En los Andes —en países como Chile, Bolivia y Argentina— la extracción de litio, impulsada por la transición energética global, abre una nueva fase extractiva que tensiona territorios, comunidades y ecosistemas frágiles.

En buena parte de la comunidad andino-amazónica como son Colombia y Perú, la minería a gran escala y la explotación petrolera generan conflictos socioambientales persistentes, donde comunidades locales enfrentan a corporaciones transnacionales y a Estados que, muchas veces, actúan como intermediarios de la acumulación global.

Casos similares se observan en Ecuador y Venezuela. En la Amazonía ecuatoriana, comunidades como los Kichwa de Sarayaku, los pueblos Waorani del Yasuní y poblaciones de Sucumbíos y Orellana han enfrentado la expansión petrolera que vulnera sus territorios, su salud y sus derechos colectivos. En Venezuela, tanto las comunidades del Lago Maracaibo -afectadas por derrames petroleros- como los pueblos indígenas del Arco Minero del Orinoco evidencian los impactos sociales y ecológicos del extractivismo contemporáneo.

Centroamérica tampoco escapa a esta dinámica.
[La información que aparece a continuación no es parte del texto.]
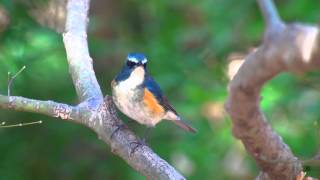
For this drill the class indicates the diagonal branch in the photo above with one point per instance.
(101, 116)
(93, 111)
(297, 49)
(48, 108)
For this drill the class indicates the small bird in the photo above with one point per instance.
(138, 96)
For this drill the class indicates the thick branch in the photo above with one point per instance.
(295, 49)
(48, 108)
(80, 62)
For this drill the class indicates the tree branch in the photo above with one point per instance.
(48, 108)
(93, 111)
(80, 62)
(270, 14)
(297, 49)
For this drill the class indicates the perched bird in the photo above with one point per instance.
(138, 96)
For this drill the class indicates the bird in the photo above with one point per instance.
(136, 94)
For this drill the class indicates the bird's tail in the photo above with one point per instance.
(184, 125)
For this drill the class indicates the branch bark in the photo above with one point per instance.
(94, 111)
(294, 48)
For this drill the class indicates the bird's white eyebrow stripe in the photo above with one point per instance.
(133, 59)
(144, 61)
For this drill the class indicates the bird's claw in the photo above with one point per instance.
(139, 143)
(119, 127)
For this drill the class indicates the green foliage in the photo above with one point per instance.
(187, 44)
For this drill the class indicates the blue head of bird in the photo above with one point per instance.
(133, 61)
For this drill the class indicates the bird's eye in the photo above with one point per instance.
(131, 64)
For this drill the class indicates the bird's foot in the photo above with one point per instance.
(136, 144)
(119, 127)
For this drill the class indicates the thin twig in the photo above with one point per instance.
(2, 125)
(270, 15)
(11, 79)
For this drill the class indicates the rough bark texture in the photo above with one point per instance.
(94, 111)
(293, 47)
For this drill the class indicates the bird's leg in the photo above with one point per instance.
(119, 127)
(141, 142)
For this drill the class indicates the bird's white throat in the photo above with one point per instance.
(136, 78)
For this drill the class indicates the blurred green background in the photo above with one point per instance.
(189, 45)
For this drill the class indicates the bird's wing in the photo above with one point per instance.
(152, 86)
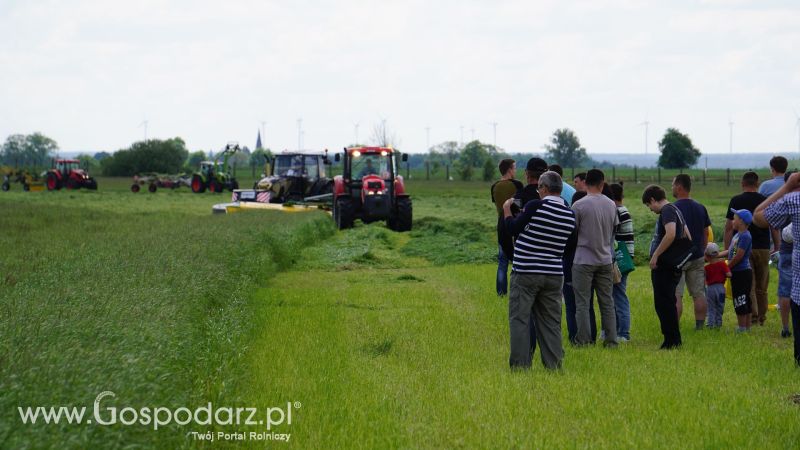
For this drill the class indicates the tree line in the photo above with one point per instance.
(478, 160)
(36, 151)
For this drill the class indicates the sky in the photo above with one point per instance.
(89, 73)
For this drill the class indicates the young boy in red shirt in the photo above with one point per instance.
(716, 273)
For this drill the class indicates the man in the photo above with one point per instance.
(542, 230)
(596, 220)
(580, 182)
(501, 191)
(534, 168)
(693, 276)
(779, 210)
(749, 199)
(777, 168)
(624, 235)
(664, 279)
(568, 191)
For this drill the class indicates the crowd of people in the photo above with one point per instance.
(574, 245)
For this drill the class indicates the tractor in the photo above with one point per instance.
(295, 177)
(68, 173)
(214, 177)
(370, 189)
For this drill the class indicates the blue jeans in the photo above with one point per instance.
(502, 272)
(572, 323)
(622, 307)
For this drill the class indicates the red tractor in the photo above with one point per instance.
(68, 173)
(370, 189)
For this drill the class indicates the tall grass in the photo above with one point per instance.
(142, 295)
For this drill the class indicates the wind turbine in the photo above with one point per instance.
(144, 124)
(494, 128)
(730, 139)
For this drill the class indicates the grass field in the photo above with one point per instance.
(383, 339)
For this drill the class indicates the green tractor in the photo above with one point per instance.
(214, 177)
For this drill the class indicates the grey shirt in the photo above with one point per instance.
(596, 219)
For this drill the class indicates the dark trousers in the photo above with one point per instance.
(572, 323)
(664, 284)
(795, 308)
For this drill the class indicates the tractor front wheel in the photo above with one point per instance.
(52, 182)
(198, 186)
(343, 213)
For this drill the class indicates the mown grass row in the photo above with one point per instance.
(145, 296)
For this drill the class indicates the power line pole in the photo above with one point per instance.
(427, 138)
(299, 133)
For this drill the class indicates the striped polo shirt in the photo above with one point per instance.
(541, 232)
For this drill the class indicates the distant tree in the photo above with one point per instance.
(474, 154)
(565, 149)
(13, 150)
(153, 155)
(39, 148)
(677, 150)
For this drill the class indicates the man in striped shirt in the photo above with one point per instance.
(541, 233)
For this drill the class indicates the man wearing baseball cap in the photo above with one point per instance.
(741, 273)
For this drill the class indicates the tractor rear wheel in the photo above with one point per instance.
(198, 186)
(401, 218)
(343, 213)
(52, 182)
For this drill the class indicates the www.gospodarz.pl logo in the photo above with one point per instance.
(158, 417)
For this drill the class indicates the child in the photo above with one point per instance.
(716, 272)
(739, 263)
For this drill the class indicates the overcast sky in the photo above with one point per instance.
(89, 72)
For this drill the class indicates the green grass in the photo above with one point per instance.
(386, 339)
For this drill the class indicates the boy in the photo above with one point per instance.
(741, 272)
(716, 273)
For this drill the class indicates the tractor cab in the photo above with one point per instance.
(296, 176)
(207, 167)
(370, 189)
(65, 166)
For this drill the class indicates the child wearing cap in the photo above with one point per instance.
(716, 272)
(741, 273)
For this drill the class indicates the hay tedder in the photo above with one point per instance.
(153, 181)
(29, 181)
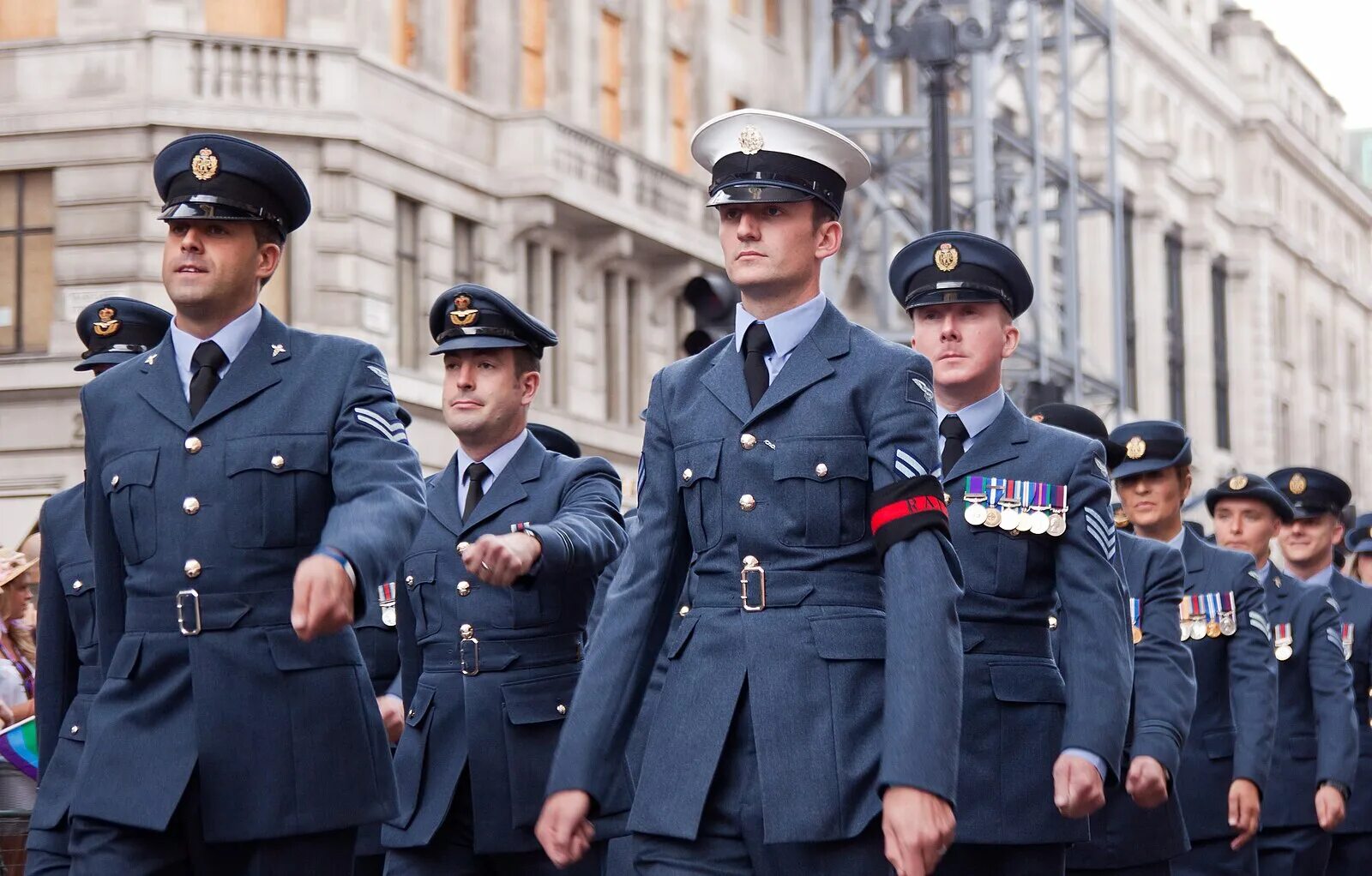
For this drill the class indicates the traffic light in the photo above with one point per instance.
(713, 297)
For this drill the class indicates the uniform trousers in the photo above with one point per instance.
(1351, 855)
(731, 837)
(102, 848)
(1213, 857)
(450, 850)
(1294, 852)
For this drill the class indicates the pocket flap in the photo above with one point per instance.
(861, 636)
(125, 657)
(278, 454)
(129, 469)
(290, 653)
(699, 461)
(821, 459)
(418, 705)
(539, 699)
(1028, 683)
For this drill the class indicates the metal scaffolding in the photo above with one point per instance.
(1032, 103)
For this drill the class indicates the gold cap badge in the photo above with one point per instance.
(1135, 448)
(463, 313)
(946, 256)
(107, 325)
(749, 140)
(205, 165)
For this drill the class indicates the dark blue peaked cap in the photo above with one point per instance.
(114, 329)
(1150, 446)
(1249, 485)
(226, 178)
(472, 317)
(960, 267)
(1312, 491)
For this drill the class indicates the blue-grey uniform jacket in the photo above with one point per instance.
(68, 654)
(1317, 738)
(1164, 698)
(1237, 693)
(208, 517)
(1021, 706)
(489, 672)
(1356, 608)
(852, 663)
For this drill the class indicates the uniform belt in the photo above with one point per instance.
(89, 679)
(1020, 639)
(191, 613)
(786, 588)
(478, 654)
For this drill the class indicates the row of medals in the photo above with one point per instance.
(1010, 517)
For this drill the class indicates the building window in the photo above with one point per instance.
(1176, 338)
(412, 311)
(246, 18)
(27, 20)
(1220, 333)
(27, 287)
(681, 87)
(533, 50)
(461, 29)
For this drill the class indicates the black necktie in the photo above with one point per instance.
(756, 345)
(954, 435)
(208, 363)
(475, 475)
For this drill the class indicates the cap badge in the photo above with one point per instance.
(749, 140)
(946, 256)
(1135, 448)
(205, 165)
(107, 325)
(463, 313)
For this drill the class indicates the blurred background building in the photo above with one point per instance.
(1218, 276)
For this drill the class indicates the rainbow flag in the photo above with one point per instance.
(20, 746)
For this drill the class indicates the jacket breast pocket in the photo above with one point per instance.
(279, 489)
(823, 485)
(128, 489)
(418, 576)
(697, 477)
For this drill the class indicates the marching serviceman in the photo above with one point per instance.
(247, 483)
(809, 716)
(1140, 828)
(1316, 752)
(1308, 542)
(1223, 619)
(1031, 523)
(111, 329)
(493, 633)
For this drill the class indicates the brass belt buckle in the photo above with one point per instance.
(749, 567)
(180, 612)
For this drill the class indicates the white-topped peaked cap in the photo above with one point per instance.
(765, 157)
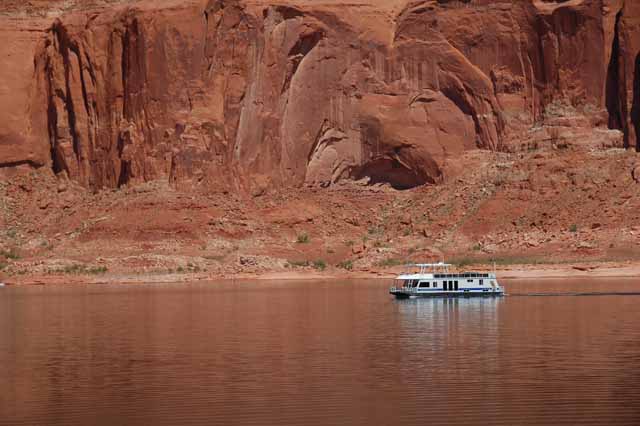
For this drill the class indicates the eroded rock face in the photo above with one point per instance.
(233, 94)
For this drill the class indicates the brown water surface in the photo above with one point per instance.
(319, 353)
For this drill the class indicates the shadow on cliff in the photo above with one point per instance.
(635, 109)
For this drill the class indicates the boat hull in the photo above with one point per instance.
(400, 294)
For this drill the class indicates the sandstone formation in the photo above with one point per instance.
(253, 95)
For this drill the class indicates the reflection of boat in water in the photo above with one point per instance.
(435, 280)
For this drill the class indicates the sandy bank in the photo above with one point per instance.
(511, 272)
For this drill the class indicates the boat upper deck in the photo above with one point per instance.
(439, 271)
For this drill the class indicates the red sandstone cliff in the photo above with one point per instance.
(256, 94)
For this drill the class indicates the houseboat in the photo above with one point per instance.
(436, 280)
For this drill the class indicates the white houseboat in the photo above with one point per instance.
(435, 279)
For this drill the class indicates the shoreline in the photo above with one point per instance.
(511, 272)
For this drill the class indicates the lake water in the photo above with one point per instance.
(319, 353)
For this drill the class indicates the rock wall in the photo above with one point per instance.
(254, 94)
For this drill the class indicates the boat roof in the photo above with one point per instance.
(430, 265)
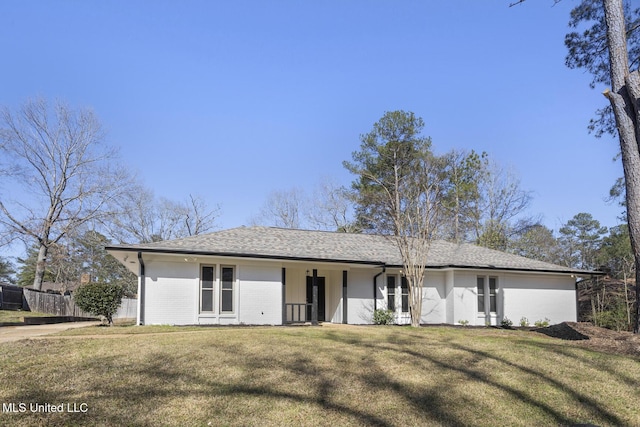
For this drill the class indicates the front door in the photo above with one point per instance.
(320, 298)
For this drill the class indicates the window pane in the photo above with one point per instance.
(226, 293)
(227, 300)
(391, 293)
(207, 300)
(405, 295)
(207, 277)
(481, 294)
(492, 294)
(227, 277)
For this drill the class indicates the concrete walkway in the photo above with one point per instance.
(16, 333)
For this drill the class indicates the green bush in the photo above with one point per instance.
(383, 317)
(100, 299)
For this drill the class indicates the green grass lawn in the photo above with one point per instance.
(11, 316)
(328, 375)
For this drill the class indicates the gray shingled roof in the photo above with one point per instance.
(280, 243)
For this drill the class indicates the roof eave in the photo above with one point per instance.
(345, 261)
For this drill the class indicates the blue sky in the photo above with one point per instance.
(231, 100)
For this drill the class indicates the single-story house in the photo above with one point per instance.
(274, 276)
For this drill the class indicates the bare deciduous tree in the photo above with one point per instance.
(145, 218)
(62, 174)
(330, 208)
(283, 208)
(399, 192)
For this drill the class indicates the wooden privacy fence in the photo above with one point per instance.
(10, 297)
(63, 305)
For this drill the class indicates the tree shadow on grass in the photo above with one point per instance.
(161, 378)
(559, 418)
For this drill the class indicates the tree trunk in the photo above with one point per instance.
(41, 265)
(624, 94)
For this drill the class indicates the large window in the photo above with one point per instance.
(480, 294)
(404, 287)
(487, 294)
(207, 280)
(226, 289)
(391, 293)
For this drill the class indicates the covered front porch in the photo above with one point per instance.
(313, 294)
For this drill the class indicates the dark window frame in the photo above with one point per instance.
(227, 290)
(404, 289)
(391, 293)
(207, 293)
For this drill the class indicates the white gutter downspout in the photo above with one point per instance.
(141, 283)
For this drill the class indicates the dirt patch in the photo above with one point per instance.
(593, 337)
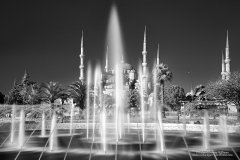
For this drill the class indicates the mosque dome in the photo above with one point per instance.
(126, 66)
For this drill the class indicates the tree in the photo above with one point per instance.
(163, 74)
(133, 101)
(197, 94)
(228, 90)
(24, 92)
(173, 95)
(77, 91)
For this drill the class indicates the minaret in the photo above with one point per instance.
(158, 62)
(223, 73)
(144, 63)
(144, 53)
(227, 59)
(106, 66)
(81, 67)
(122, 61)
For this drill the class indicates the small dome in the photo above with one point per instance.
(126, 66)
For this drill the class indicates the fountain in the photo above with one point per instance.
(206, 131)
(146, 138)
(71, 118)
(96, 83)
(224, 129)
(114, 41)
(12, 124)
(21, 136)
(103, 121)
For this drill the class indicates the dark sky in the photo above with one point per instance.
(44, 37)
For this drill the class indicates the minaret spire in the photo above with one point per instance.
(223, 73)
(227, 59)
(144, 53)
(122, 61)
(81, 67)
(106, 66)
(144, 63)
(158, 62)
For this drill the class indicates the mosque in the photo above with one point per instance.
(131, 74)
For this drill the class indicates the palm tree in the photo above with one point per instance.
(77, 91)
(163, 74)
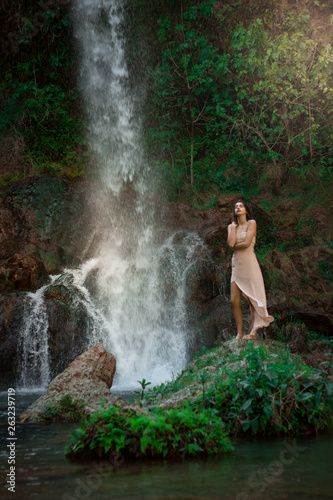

En Honduras, Guatemala o El Salvador, la presión sobre los recursos naturales —agua, minería, monocultivos— ha generado resistencias comunitarias que, aunque frecuentemente invisibilizadas, constituyen expresiones de un conflicto más profundo: el choque entre la lógica de la vida y la lógica de la ganancia. En Nicaragua, comunidades campesinas e indígenas han cuestionado proyectos como el canal interoceánico por sus posibles impactos territoriales y ecológicos. En Costa Rica, pese a su imagen internacional de sostenibilidad, han surgido tensiones en torno a proyectos hidroeléctricos, monocultivos como la piña, la gestión del agua que afecta a comunidades locales, así como el conflicto minero por la explotación del Oro de Crucitas. En Panamá, pueblos indígenas han resistido iniciativas mineras e hidroeléctricas en sus territorios, denunciando afectaciones ambientales y falta de consulta sobre los proyectos. Incluso en Belice, la expansión de actividades extractivas y agroindustriales ha generado preocupaciones por la degradación de ecosistemas sensibles y el impacto sobre comunidades rurales.

Así, América Latina aparece simultáneamente como espacio de intensificación de la acumulación y como territorio de emergencia de resistencias que anticipan otras formas de relación con la naturaleza.

Guerra, acumulación y desplazamiento de las contradicciones

En paralelo, el sistema continúa desplazando sus tensiones a través de la geopolítica y la guerra.

Conflictos como el de Rusia y Ucrania, o las tensiones en Medio Oriente que involucran a Los Estados Unidos -ora financiando armamento, ora interviniendo directamente-, Israel, Irán y Palestina, no pueden entenderse al margen de disputas por recursos, territorios y hegemonía global.

La guerra opera, en este sentido, como mecanismo extremo de reorganización del sistema. Es decir, a lo largo de la historia, la guerra ha operado como un mecanismo extremo de reorganización del sistema al desencadenar transformaciones simultáneas en múltiples niveles: en el plano económico, al destruir capital y reactivar ciclos de acumulación mediante la reconstrucción; en el geopolítico, al redefinir jerarquías de poder y dar lugar a nuevos órdenes internacionales, como ocurrió tras la Segunda Guerra Mundial con la emergencia de instituciones como la Organización de las Naciones Unidas y la configuración de la Guerra Fría, en el ámbito político interno, al concentrar poder estatal y reconfigurar regímenes; y en el social y cultural, al movilizar poblaciones enteras, transformar roles y producir narrativas colectivas. Como los relatos compartidos que una sociedad construye para darle “sentido” a la guerra y sus consecuencias: relatos de victoria o derrota, por ejemplo, la idea de “liberación” o “resistencia” tras la Segunda Guerra Mundial, memorias oficiales y conmemoraciones -héroes, mártires, fechas patrias, monumentos-. O también justificaciones del sacrificio, discursos que legitiman pérdidas humanas (“murieron por la patria”, “defensa de la libertad”). Identidades nacionales reforzadas o redefinidas: quiénes somos “después” de la guerra. Finalmente, la reorganización del sistema se refiere a advertencias o traumas colectivos, como cuando se dice “nunca más”, después de haber experimentado conflictos devastadores. En síntesis, son las historias que una sociedad se cuenta a sí misma para explicar la guerra y reorganizar su vida después de ella.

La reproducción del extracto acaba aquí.